Importa em primeiro lugar atentar na forma como o tribunal a quo justificou a sua decisão sobre a matéria de facto:

“(…)Fundamentação da Matéria de Facto

O Tribunal, para formar a sua convicção quanto à matéria dada como provada, baseou-se numa análise crítica e global de toda a prova produzida em audiência de julgamento.

O arguido, nas suas declarações, veio apresentar uma versão dos factos no sentido do desconhecimento da natureza das plantas, no que concerne à concentração do teor de THC superior ao legalmente permitido, porquanto, segundo o mesmo, as sementes que usou para a plantação provieram única e exclusivamente do saco de sementes que foi apreendido nos autos, o qual mandou vir de …, por encomenda através da internet, sendo que pediu sementes de plantas não proibidas quanto à sua composição.

O arguido juntou documentos comprovativos da aquisição do saco de sementes em causa, que encomendou, via internet a um fornecedor de ….

Saliente-se que o saco das sementes não contém a indicação do teor de THC das sementes.

Logo, e como explicitado no relatório pericial do LPC, junto a fls. 188 a 191 (referência citius …, de 23.07.2020), não é possível certificar laboratorialmente o teor de THC das sementes.

Consequentemente, só é permitida a aquisição de sementes de plantas proibidas em Portugal a um importador autorizado a vender essas sementes em Portugal, pois só assim se tem a certeza de que as sementes em causa estão devidamente alteradas em termos de se tornar lícito o cultivo das plantas advenientes dessas sementes.

Tendo o arguido importado as sementes em causa diretamente da …, por sua iniciativa e sem intervenção de qualquer outra entidade, não se assegurou, de forma legalmente válida e admissível, que as sementes em causa tinham poder germinativo nulo ou inferior a 10% ou que sempre dariam plantas com THC não superior a 0,2%, como legalmente imposto.

O Tribunal não apurou especificamente que o arguido tivesse semeado com essas sementes que obteve de… outras sementes não alteradas, as quais teriam dado lugar a plantas de canábis não modificadas.
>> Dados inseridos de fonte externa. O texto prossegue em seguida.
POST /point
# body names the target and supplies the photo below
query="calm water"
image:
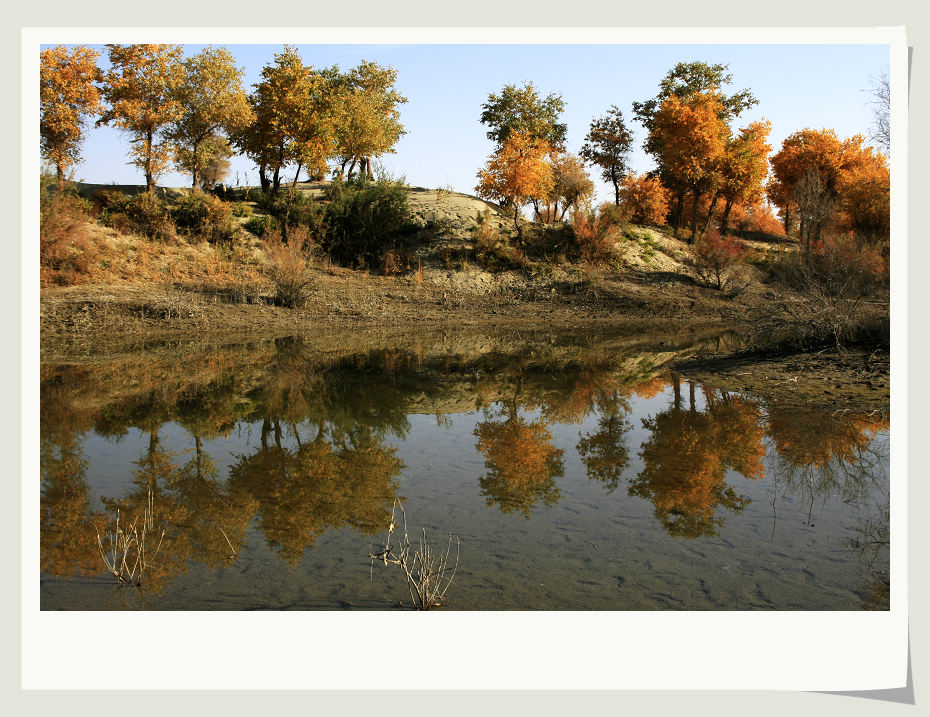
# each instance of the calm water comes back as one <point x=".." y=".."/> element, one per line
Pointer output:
<point x="574" y="477"/>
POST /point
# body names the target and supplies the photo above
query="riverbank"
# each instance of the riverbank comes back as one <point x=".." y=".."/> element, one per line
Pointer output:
<point x="144" y="293"/>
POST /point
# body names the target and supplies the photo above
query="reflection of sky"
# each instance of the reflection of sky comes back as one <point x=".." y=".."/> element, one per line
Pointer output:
<point x="768" y="555"/>
<point x="446" y="452"/>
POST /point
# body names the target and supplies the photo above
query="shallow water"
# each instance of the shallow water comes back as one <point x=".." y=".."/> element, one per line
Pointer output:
<point x="571" y="478"/>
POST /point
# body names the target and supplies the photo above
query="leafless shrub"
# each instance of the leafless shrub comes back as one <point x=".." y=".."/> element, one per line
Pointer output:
<point x="427" y="571"/>
<point x="127" y="556"/>
<point x="289" y="266"/>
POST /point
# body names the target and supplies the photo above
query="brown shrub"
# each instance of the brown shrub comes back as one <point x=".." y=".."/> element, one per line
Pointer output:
<point x="718" y="261"/>
<point x="289" y="266"/>
<point x="67" y="252"/>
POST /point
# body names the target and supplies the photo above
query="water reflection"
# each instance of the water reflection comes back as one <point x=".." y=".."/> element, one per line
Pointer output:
<point x="317" y="440"/>
<point x="687" y="456"/>
<point x="522" y="464"/>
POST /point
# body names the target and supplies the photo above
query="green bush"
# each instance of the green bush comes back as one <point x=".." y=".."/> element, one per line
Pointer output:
<point x="291" y="207"/>
<point x="364" y="219"/>
<point x="241" y="209"/>
<point x="143" y="214"/>
<point x="261" y="225"/>
<point x="204" y="215"/>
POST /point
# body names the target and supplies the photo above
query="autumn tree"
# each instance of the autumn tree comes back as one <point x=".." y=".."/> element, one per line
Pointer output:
<point x="807" y="176"/>
<point x="685" y="81"/>
<point x="521" y="462"/>
<point x="743" y="169"/>
<point x="293" y="119"/>
<point x="516" y="173"/>
<point x="687" y="455"/>
<point x="213" y="102"/>
<point x="881" y="112"/>
<point x="691" y="137"/>
<point x="607" y="146"/>
<point x="521" y="109"/>
<point x="68" y="96"/>
<point x="571" y="185"/>
<point x="604" y="451"/>
<point x="367" y="116"/>
<point x="865" y="197"/>
<point x="643" y="199"/>
<point x="140" y="90"/>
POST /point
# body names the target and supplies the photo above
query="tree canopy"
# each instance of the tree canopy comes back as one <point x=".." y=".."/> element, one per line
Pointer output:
<point x="213" y="102"/>
<point x="68" y="96"/>
<point x="607" y="146"/>
<point x="521" y="109"/>
<point x="140" y="90"/>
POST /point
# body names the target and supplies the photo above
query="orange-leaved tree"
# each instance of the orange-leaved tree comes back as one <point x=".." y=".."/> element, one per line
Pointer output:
<point x="518" y="171"/>
<point x="643" y="199"/>
<point x="692" y="136"/>
<point x="807" y="176"/>
<point x="744" y="169"/>
<point x="865" y="197"/>
<point x="140" y="90"/>
<point x="68" y="95"/>
<point x="212" y="102"/>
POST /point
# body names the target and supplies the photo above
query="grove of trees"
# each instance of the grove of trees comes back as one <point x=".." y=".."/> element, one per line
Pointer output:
<point x="192" y="113"/>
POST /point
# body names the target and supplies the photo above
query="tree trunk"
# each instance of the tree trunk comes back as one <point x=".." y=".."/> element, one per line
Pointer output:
<point x="710" y="214"/>
<point x="149" y="179"/>
<point x="679" y="209"/>
<point x="697" y="199"/>
<point x="726" y="217"/>
<point x="194" y="168"/>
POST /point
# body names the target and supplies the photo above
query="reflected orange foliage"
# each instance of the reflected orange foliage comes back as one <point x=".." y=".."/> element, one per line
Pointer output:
<point x="686" y="459"/>
<point x="522" y="464"/>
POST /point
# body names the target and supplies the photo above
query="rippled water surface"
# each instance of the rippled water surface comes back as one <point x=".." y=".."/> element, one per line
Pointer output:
<point x="572" y="476"/>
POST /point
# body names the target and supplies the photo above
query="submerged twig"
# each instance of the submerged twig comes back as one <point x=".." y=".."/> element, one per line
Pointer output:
<point x="427" y="571"/>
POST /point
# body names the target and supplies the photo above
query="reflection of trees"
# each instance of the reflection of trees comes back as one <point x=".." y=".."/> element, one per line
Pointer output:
<point x="688" y="454"/>
<point x="604" y="452"/>
<point x="68" y="522"/>
<point x="821" y="453"/>
<point x="521" y="461"/>
<point x="318" y="487"/>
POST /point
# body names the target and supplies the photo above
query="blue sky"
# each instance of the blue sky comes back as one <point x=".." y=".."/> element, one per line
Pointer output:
<point x="802" y="85"/>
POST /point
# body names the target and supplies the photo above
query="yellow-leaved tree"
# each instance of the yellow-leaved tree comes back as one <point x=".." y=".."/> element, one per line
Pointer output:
<point x="212" y="102"/>
<point x="518" y="171"/>
<point x="68" y="95"/>
<point x="368" y="121"/>
<point x="140" y="90"/>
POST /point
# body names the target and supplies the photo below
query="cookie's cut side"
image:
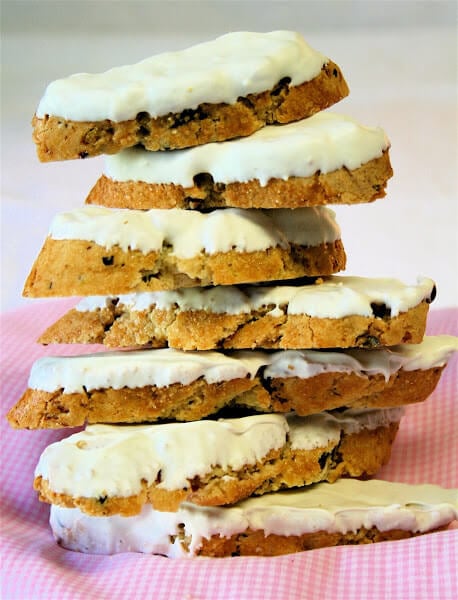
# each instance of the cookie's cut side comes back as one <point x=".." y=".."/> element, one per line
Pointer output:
<point x="150" y="385"/>
<point x="111" y="469"/>
<point x="345" y="512"/>
<point x="207" y="93"/>
<point x="325" y="159"/>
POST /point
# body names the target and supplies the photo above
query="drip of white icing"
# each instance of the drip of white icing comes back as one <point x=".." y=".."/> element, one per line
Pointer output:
<point x="113" y="460"/>
<point x="324" y="142"/>
<point x="222" y="70"/>
<point x="191" y="232"/>
<point x="163" y="367"/>
<point x="344" y="506"/>
<point x="336" y="297"/>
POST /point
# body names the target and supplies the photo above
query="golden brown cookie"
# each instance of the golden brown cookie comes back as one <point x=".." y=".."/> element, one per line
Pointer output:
<point x="151" y="385"/>
<point x="109" y="469"/>
<point x="280" y="317"/>
<point x="345" y="512"/>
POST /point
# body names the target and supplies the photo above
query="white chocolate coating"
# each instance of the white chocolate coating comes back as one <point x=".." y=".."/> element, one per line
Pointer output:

Todavia, também é certo que, caso as sementes fossem efetivamente alteradas, como alega o arguido, as plantas nunca teriam um THC de 0,8%, como constatado em exame laboratorial pelo LPC.

O arguido não se certificou de que a aquisição das sementes fosse efetuada com respeito pela legislação portuguesa, adquirindo, portanto, as sementes a um importador certificado para atuar/vender em Portugal.

Casso fizesse a aquisição desta forma, e alguma(s) das sementes desse lugar a planta de THC superior ao legalmente permitido, não lhe poderia, naturalmente, ser assacada qualquer responsabilidade criminal por esses factos.

No caso, porém, tendo o arguido adquirido as sementes diretamente a um fornecedor de …, cuja certificação das sementes, pela sua especificidade, não é válida em Portugal, sempre será da sua responsabilidade o facto de alguma(s) dessas sementes dar lugar a planta(s) com teor de THC superior ao legalmente previsto, como é o caso dos autos.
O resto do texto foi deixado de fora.